If your MarbleRun deployment uses distributed Coordinator instances, make sure all parties send their secrets to the same Coordinator instance. One way to achieve this is scaling the Coordinator to a single instance:

kubectl scale --replicas=1 -n marblerun deployment/marblerun-coordinator

After recovery, you can scale the Coordinator back to the desired number of instances.

tip

Use the RecoveryThreshold manifest option to set the number of secrets required to recover the Coordinator.

Example

The following gives an example of a multi-party recovery workflow.

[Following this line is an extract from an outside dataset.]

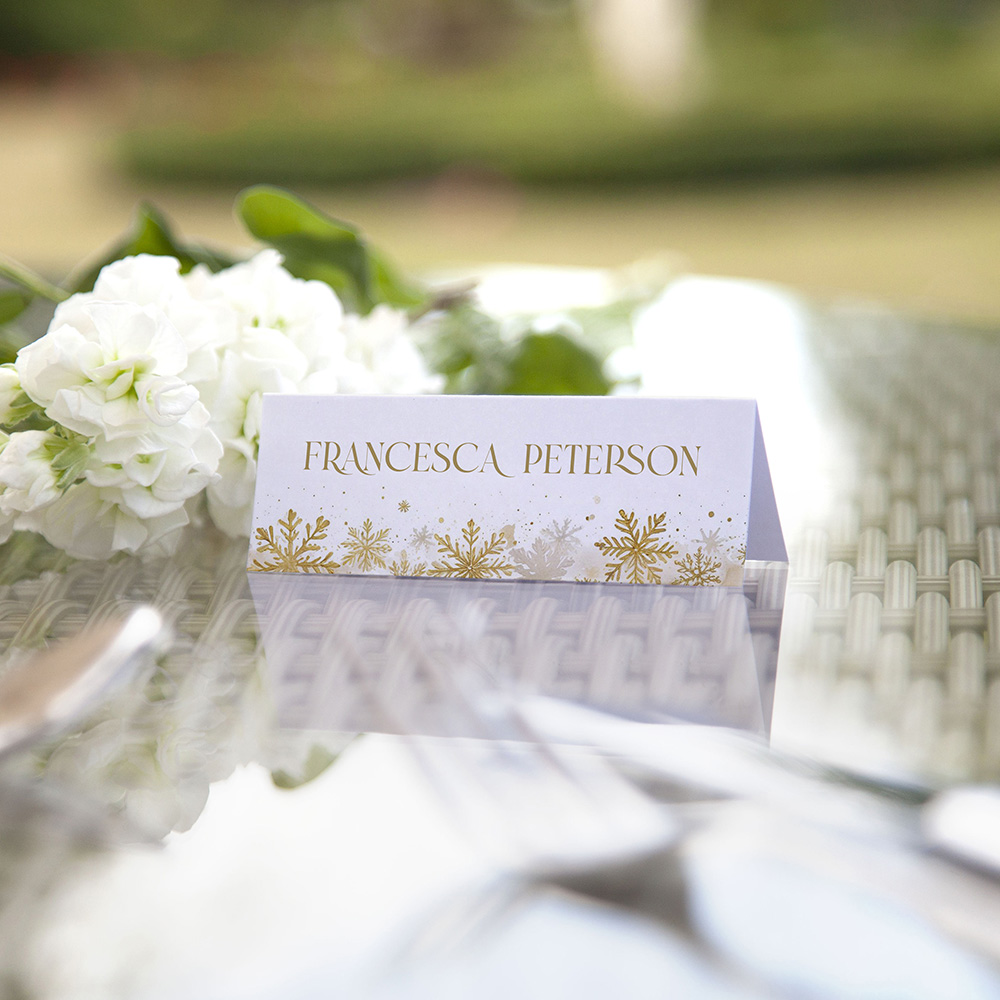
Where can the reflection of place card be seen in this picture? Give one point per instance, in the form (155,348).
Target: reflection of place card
(629,490)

Assume the following RecoveryKeys were set in the manifest:

    "RecoveryKeys": {
"alice": "-----BEGIN PUBLIC KEY-----\nMIICIjANBgkqhkiG9w0BAQEFAAOCAg8AMIICCgKCAgEAk/6gfFF+cbcTlj8MT+4M\njjpM+suTwNM9gjv47EAAQ==\n-----END PUBLIC KEY-----\n",
"bob": "-----BEGIN PUBLIC KEY-----\nMIICIjANBgkqhkiG9w0BAQEFAAOCAg8AMIICCgKCAgEAsnOEAvynVrbgLdp0lwcp\nk2k04+n4op6tp1Yw2OaDbEAAQ==\n-----END PUBLIC KEY-----\n"
}
  1. The Coordinator returned the following RecoverySecrets:

    $ marblerun manifest set manifest.json $MARBLERUN
    ...
    {"RecoverySecrets":{"alice":"EbkX/skIPrJISf8PiXdzRIKnwQyJ+VejtGzHGfES5NIPuCeEFedqgCVDk=","bob":"bvPzio4A4SvzeHajsb+dFDpDarErcU9wMR0V9hyHtG2lC4ZfyrYjDBE7wtis3eOPgDaMG/HCt="}}
  2. Alice decrypts and uploads her recovery key using her private key private_key.pem as follows:

    $ marblerun status $MARBLERUN
    1: Coordinator is in recovery mode. Either upload a key to unseal the saved state, or set a new manifest. For more information on how to proceed, consult the documentation.
    $ echo "EbkX/skIPrJISf8PiXdzRIKnwQyJ+VejtGzHGfES5NIPuCeEFedqgCVDk=" > recovery_data
    $ openssl base64 -d -in recovery_data > recovery_key_encrypted
    $ marblerun recover recovery_key_encrypted $MARBLERUN --key private_key.pem
    Successfully verified Coordinator, now uploading key
    Secret was processed successfully. Upload the next secret. Remaining secrets: 1

    The Coordinator log shows the following:

    {"level":"info","ts":1674206799.524596,"caller":"clientapi/clientapi.go:234","msg":"Recover called"}
    {"level":"info","ts":1674206799.524596,"caller":"clientapi/clientapi.go:253","msg":"Recover: recovery incomplete, more keys needed","remaining":1}
  3. Bob does the same with his key to complete the recovery procedure:

    $ marblerun status $MARBLERUN
    1: Coordinator is in recovery mode. Either upload a key to unseal the saved state, or set a new manifest. For more information on how to proceed, consult the documentation.
    $ echo "bvPzio4A4SvzeHajsb+dFDpDarErcU9wMR0V9hyHtG2lC4ZfyrYjDBE7wtis3eOPgDaMG/HCt=" > recovery_data
    $ openssl base64 -d -in recovery_data > recovery_key_encrypted
    $ marblerun recover recovery_key_encrypted $MARBLERUN --key private_key.pem
    Successfully verified Coordinator, now uploading key
    Recovery successful.
    $ marblerun status $MARBLERUN
    3: Coordinator is running correctly and ready to accept marbles.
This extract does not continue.